Ancien élève de l’ENS, psychologue clinicien et psychanalyste, Benjamin Lévy se propose d’étudier, dans un ouvrage ambitieux mêlant approches psychanalytique, psychosociologique, anthropologique et philosophique, les différents modes de revendication à l’ère du néolibéralisme et de l’hypermodernité. Ouvertement engagé, l’auteur se positionne en défenseur d’une « éthique de la revendication vivante » et soutient les « revendications démocratiques », par opposition aux revendications mortifères qui — facilitant l’embrigadement dans des groupuscules fascisants ou des sectes dépersonnalisantes — conduisent à la négation et à la destruction de l’autre comme de soi-même. L’auteur appelle donc de ses vœux l’instauration d’une culture du « dissensus » distincte des appels à mener un conflit violent ou à combler une « soif de vengeance » (p. 31), car elle se situerait du côté de la sublimation.
À bon droit, B. Lévy rappelle que vindicare, en latin, signifie « réclamer à titre de propriété », mais aussi « tirer vengeance » (p. 78), mettant en lumière le noyau de haine qui préexisterait à toute revendication, fondée sur un préjudice initial (réel ou imaginaire) impliquant réparation. La paranoïa sert ainsi à la fois de modèle et de contre-modèle pour sa théorisation, qui met en évidence les points de jonction entre paranoïa et mélancolie. Il aurait pu être intéressant de partir également du modèle hystérique de la revendication phallique ou du défi pervers, toute revendication s’exprimant par rapport au pouvoir.

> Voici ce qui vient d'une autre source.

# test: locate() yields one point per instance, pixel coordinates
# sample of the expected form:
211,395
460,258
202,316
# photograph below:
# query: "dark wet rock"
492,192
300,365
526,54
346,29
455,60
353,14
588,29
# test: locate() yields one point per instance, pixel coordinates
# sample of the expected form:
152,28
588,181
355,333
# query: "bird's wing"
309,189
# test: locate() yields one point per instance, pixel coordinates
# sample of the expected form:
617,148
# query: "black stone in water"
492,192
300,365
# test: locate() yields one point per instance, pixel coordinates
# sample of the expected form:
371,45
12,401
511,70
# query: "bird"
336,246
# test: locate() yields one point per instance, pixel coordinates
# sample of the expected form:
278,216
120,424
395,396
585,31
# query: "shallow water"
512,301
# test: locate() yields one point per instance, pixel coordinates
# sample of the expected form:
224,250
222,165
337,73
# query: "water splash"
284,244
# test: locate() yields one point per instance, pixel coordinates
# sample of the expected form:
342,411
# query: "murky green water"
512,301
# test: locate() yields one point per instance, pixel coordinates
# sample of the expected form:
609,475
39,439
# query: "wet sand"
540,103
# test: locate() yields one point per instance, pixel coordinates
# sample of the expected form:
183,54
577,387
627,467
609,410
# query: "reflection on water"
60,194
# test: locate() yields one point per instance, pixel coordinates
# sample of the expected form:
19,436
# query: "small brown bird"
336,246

L’auteur montre que les revendications insatisfaites, engendrant la frustration, peuvent se changer en « sentiment d’humiliation » voire en « esprit revanchard ». Ce point est étudié à travers l’exemple bien croqué de Donald Trump, revendiquant le « droit de réécrire l’histoire » (p. 215). Cette tendance au négationnisme, au déni de réalité, se voit encore accentuée sous l’influence des réseaux sociaux, gangrénés par les « faits alternatifs ».